Экснер задумчиво смотрел в окно, куда-то поверх домов на противоположной стороне площади.
— И вы уже не возвращались?
— Нет.
— И вечером тоже?
— Нет.
— А в субботу приезжали? В субботу вечером? Не надумали извиниться?
— Нет. Если бы и хотел, не смог бы. В субботу и в воскресенье я работаю целый день.
— Как вы работали в субботу и в воскресенье? Я имею в виду — с какого часа и до какого?
— Ну, не знаю, вспомню ли…
— Будьте так любезны. Это избавило бы нас от лишней проверки.
— Проверки чего?
— Ваших показаний.
— А разве я даю показания?
— Разумеется, — учтиво заверил его капитан Экснер. — Потом вы все продиктуете коллеге в соседней комнате.
— А… Черт. Да что же с отцом?
Капитан Экснер вздохнул, встал, прошелся по кабинету, машинально поправил на столе какие-то бумаги и сказал:
— Ваш отец был не первой молодости. В его возрасте многие умирают…
— Когда он умер? И к чему эта комедия?
— Дело в том, что ваш отец умер при особых обстоятельствах…
— Как это? Какие такие обстоятельства?
— Иначе мы бы не позволили себе… сообщить вам о его смерти в столь неподобающей форме.
— Фу ты, черт. Да что с ним случилось, товарищ капитан?
— Его убили, пан Рамбоусек.
— Кто?
Капитан Экснер покачал головой:
— Это известно одному богу да святому Вацлаву, пан Рамбоусек…
82— Не прогуляться ли нам, товарищ поручик? — спросил Михал Экснер Шлайнера. — Гроза кончилась, подышим свежим воздухом. Минутку! Я хотел еще раз взглянуть на показания Рамбоусековой. Благодарю. — Он стал читать. — Тут у вас листок с монограммой «В. О.».
— Вондрачек.
— Выходит, нас занимает одно и то же. Пойдем?
В фуражке, сдвинутой на затылок, заложив — не по уставу — руки за спину, Шлайнер вел Экснера между домиками и садами кратчайшим путем к мельнице, некогда принадлежавшей замку.
— Я хотел бы взглянуть на домишко Коларжа. Вообще-то я знаю, домишко не его…
По тропинке, пробирающейся среди кустарника, они спустились к протоке — по ней отводилась вода к мельнице, — перешли по двум слегка подгнившим бревнышкам, положенным впритык друг к другу и скрепленным скобами.
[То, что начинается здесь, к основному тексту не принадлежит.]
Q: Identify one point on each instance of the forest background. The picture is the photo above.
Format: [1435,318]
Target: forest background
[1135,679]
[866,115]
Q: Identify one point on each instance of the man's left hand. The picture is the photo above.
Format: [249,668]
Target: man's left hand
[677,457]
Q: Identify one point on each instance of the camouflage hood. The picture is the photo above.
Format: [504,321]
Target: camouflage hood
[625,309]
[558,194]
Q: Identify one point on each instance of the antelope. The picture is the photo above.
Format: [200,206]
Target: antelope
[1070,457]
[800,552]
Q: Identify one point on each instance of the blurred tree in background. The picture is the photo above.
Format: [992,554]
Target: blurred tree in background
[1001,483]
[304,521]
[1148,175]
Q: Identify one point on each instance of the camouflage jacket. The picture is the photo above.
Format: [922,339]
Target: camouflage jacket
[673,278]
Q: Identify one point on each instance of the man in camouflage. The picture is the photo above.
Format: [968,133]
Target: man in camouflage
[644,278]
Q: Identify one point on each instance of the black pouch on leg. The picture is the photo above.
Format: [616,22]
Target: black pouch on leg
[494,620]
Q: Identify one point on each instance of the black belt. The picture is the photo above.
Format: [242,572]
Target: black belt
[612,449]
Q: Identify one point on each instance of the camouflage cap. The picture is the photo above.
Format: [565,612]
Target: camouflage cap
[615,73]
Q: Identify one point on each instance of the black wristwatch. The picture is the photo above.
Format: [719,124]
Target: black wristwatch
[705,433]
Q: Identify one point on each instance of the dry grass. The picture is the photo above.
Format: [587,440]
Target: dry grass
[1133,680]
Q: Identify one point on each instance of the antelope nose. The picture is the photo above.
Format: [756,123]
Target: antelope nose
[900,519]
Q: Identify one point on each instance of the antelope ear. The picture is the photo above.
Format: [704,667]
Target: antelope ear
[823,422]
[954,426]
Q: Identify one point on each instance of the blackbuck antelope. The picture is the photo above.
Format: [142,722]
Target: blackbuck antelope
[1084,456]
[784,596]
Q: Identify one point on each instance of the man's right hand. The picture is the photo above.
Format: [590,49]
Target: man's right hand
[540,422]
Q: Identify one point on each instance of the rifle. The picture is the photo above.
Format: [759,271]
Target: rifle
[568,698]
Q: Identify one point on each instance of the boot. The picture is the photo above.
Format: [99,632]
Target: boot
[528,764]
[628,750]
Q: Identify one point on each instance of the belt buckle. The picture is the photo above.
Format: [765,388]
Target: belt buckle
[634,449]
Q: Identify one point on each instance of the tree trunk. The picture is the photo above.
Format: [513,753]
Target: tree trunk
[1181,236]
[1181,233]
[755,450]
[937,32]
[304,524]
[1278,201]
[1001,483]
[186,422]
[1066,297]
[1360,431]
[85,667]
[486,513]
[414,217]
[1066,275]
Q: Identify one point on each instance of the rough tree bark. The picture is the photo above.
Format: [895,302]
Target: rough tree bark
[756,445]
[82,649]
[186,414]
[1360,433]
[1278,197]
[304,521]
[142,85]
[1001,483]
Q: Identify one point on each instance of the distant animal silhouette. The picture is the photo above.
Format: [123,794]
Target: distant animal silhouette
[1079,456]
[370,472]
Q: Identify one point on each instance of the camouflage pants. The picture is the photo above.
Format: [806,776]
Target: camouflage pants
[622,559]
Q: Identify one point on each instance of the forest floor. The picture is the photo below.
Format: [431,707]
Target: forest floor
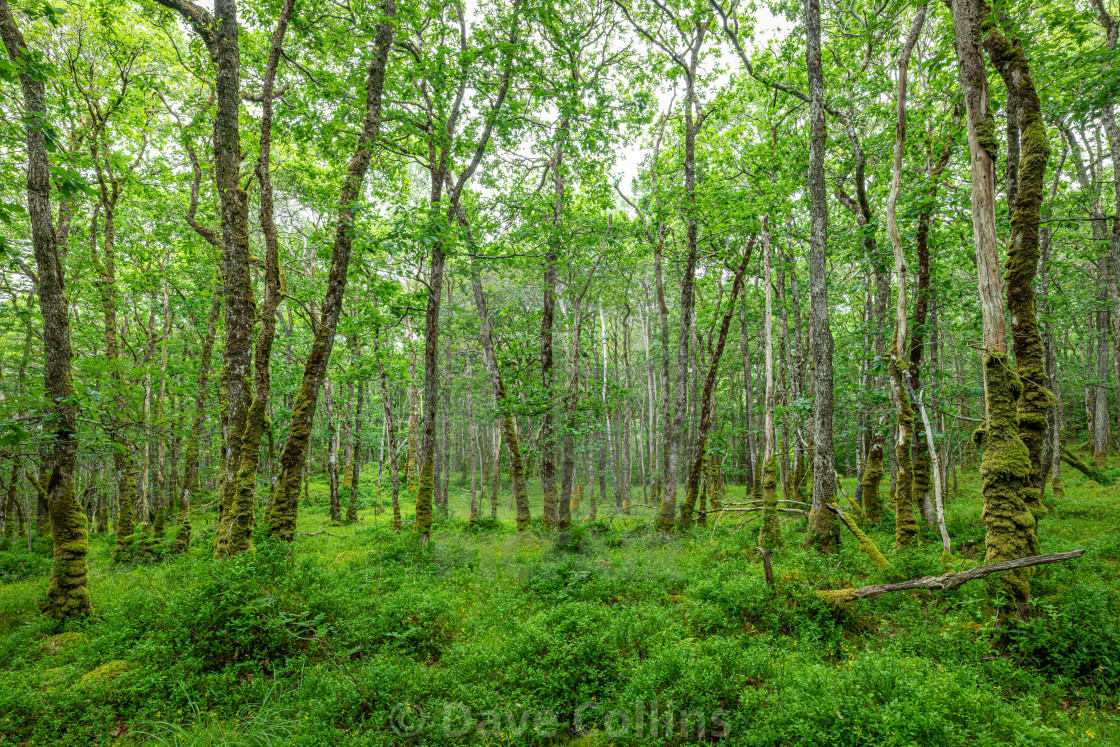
[361,636]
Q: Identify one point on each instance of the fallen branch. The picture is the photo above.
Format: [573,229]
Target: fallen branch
[948,581]
[865,542]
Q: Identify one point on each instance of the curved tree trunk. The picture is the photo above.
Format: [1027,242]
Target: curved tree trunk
[1023,260]
[67,595]
[295,451]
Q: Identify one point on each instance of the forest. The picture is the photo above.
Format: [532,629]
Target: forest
[567,372]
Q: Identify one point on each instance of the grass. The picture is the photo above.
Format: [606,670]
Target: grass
[360,636]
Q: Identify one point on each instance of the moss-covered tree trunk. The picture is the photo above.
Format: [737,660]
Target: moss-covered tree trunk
[1010,62]
[190,468]
[67,594]
[1006,461]
[871,478]
[294,457]
[356,451]
[235,533]
[699,451]
[905,493]
[386,409]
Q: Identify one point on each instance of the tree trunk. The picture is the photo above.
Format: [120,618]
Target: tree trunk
[1006,463]
[823,526]
[67,594]
[770,534]
[294,455]
[692,487]
[235,534]
[190,469]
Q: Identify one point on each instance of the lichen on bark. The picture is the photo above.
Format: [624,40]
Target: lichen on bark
[770,535]
[1004,468]
[68,594]
[905,525]
[127,496]
[1024,252]
[871,478]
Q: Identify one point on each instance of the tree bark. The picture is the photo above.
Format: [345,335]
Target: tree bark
[294,455]
[67,594]
[823,528]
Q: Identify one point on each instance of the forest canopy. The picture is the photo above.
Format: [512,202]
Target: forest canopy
[355,332]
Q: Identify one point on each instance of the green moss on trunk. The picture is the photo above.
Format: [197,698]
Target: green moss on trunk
[1004,468]
[518,474]
[241,517]
[423,517]
[127,497]
[905,525]
[823,533]
[871,478]
[770,535]
[68,594]
[1010,62]
[693,491]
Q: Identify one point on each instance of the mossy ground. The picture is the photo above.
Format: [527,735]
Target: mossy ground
[322,649]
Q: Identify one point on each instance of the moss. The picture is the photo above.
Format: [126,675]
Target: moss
[518,474]
[986,134]
[905,525]
[1035,400]
[867,545]
[702,510]
[54,680]
[63,642]
[68,594]
[9,506]
[770,534]
[423,516]
[837,597]
[105,674]
[693,491]
[235,533]
[823,533]
[127,496]
[1004,468]
[871,478]
[182,541]
[922,481]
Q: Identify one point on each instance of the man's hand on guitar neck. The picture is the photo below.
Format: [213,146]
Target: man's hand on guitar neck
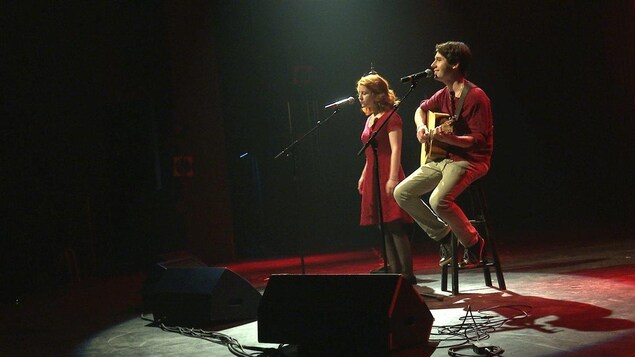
[423,135]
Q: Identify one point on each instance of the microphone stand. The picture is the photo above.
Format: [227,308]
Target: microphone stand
[373,143]
[288,152]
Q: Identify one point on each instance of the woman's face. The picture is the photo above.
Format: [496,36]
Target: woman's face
[366,97]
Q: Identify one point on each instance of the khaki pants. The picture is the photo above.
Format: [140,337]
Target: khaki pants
[446,179]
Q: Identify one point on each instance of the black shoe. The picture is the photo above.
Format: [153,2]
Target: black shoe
[473,255]
[445,250]
[381,270]
[410,278]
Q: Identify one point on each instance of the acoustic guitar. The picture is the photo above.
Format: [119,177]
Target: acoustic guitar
[434,150]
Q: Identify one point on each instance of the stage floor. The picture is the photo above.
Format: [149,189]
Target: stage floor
[578,301]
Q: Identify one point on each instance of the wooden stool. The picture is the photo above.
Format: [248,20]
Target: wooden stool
[490,255]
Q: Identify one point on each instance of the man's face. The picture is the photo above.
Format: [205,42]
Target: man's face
[441,66]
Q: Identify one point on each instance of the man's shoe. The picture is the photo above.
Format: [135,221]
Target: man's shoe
[445,250]
[410,279]
[381,270]
[473,255]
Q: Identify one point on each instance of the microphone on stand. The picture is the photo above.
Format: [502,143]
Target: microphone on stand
[339,103]
[428,73]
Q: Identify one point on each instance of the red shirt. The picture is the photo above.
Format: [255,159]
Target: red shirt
[475,120]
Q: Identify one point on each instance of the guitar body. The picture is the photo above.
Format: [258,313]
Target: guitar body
[434,150]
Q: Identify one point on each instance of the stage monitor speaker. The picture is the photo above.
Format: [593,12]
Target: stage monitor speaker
[202,296]
[352,315]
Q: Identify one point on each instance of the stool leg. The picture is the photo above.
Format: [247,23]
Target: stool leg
[444,277]
[491,242]
[455,265]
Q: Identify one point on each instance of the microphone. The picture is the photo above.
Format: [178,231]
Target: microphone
[336,105]
[428,73]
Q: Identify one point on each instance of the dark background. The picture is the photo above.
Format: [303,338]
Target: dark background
[100,97]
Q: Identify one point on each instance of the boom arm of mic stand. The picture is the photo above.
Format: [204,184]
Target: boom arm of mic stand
[300,139]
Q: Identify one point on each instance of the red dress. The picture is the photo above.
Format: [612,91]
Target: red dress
[390,210]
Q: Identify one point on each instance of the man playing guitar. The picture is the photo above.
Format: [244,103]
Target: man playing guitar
[468,147]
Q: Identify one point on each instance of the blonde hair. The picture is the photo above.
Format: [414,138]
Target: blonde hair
[384,96]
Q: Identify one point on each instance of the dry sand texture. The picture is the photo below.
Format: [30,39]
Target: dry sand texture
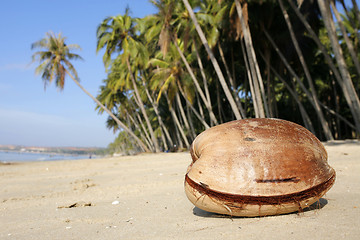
[142,197]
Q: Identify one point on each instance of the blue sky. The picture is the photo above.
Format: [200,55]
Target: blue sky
[31,116]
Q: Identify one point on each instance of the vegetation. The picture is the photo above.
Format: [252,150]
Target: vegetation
[193,65]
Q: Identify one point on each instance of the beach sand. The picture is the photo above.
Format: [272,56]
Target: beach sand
[142,197]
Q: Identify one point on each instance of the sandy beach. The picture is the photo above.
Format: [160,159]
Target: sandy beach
[142,197]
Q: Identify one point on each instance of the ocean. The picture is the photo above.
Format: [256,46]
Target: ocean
[6,157]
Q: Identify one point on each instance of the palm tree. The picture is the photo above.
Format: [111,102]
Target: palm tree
[315,99]
[214,61]
[116,34]
[55,64]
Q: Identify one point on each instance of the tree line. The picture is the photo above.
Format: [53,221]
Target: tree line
[196,64]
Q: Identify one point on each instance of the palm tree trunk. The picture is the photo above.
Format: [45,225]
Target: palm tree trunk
[142,108]
[214,61]
[232,83]
[329,24]
[161,123]
[201,118]
[136,124]
[252,89]
[175,118]
[305,116]
[324,123]
[254,67]
[349,92]
[203,75]
[197,85]
[346,38]
[121,124]
[182,112]
[311,96]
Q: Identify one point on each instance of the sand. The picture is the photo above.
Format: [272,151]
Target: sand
[142,197]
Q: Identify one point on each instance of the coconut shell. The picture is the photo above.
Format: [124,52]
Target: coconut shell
[257,167]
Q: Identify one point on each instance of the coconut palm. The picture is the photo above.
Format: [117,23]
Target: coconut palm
[213,60]
[117,35]
[55,63]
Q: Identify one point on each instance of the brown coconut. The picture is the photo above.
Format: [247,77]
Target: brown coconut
[257,167]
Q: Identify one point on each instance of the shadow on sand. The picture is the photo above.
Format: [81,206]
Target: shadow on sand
[315,206]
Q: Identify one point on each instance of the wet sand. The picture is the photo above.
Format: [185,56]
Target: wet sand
[142,197]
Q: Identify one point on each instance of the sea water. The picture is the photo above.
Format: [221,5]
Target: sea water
[29,157]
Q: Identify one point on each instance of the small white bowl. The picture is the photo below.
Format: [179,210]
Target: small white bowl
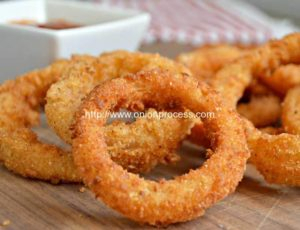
[23,48]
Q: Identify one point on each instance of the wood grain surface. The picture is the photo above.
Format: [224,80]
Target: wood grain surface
[30,204]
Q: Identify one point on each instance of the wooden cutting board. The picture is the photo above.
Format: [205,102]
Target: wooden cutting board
[30,204]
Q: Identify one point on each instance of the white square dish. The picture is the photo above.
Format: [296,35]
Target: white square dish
[23,47]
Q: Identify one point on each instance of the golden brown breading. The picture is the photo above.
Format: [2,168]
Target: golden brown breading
[160,203]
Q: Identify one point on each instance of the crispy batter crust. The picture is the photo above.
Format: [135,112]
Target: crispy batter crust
[291,111]
[284,78]
[160,203]
[231,82]
[20,150]
[139,146]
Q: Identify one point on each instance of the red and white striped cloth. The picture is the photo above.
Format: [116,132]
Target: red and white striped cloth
[205,21]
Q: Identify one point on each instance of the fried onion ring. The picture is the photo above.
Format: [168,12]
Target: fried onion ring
[64,97]
[283,78]
[276,157]
[261,110]
[22,152]
[291,111]
[159,203]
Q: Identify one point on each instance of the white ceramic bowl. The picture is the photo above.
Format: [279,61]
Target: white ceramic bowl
[23,48]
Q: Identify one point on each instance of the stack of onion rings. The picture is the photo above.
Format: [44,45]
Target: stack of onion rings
[277,157]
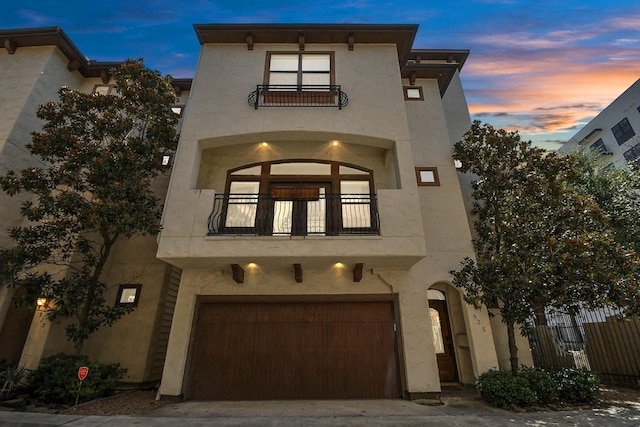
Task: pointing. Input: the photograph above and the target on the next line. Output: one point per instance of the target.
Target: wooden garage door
(294, 350)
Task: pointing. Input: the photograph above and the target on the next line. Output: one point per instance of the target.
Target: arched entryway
(442, 336)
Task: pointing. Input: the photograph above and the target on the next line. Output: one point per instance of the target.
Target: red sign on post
(82, 373)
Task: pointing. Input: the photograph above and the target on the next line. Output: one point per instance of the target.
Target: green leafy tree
(540, 240)
(102, 154)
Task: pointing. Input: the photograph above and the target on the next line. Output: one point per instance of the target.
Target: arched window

И через ольшаник зашагали дальше, к ручью, над которым были переброшены две доски с перилами с одной стороны. В нескольких шагах от ручья за полуразвалившимся забором начинался сад, неухоженный, запущенный; сквозь кустарник и кроны деревьев проглядывал старый сарай и светлая, местами облупившаяся штукатурка домишки, крытого толем.